In my view, Doyle violations which cannot be deemed harmless beyond a reasonable doubt typically fall within the third of these categories. On direct review, a conviction should be reversed if a defendant can demonstrate that a Doyle error occurred at trial, and the State cannot demonstrate that it is harmless beyond a reasonable doubt. But, in typical collateral attacks, such as today’s, Doyle errors are not so fundamentally unfair that convictions must be reversed whenever the State cannot bear the heavy burden of proving that *769the error was harmless beyond a reasonable doubt. On the other hand, there may be extraordinary cases in which the Doyle error is so egregious, or is combined with other errors or incidents of prosecutorial misconduct, that the integrity of the process is called into question. In such an event, habeas corpus relief should be afforded.*
In sum, although I agree with the Court’s judgment, and the standard that it applies here, I would apply this standard only to Doyle violations being considered on collateral review. On direct appeal, a Doyle error should give rise to reversal of the conviction unless the State can prove that the error was harmless beyond a reasonable doubt.

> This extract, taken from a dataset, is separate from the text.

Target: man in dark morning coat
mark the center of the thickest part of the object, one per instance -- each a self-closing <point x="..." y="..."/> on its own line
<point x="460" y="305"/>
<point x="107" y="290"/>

In Rose v. Lundy, I noted that the distinction between direct and habeas review is supported by the Court’s decisions concerning retroactive application of newly recognized constitutional rights. 455 U. S., at 509, 543, n. 8 (dissenting opinion). Our recent decision in Griffith v. Kentucky, 479 U. S. 314 (1987), endorsed Justice Harlan’s view on this issue to a great extent, and thus supports this proposition. Compare Griffith, supra, with Allen v. Hardy, 478 U. S. 255 (1986).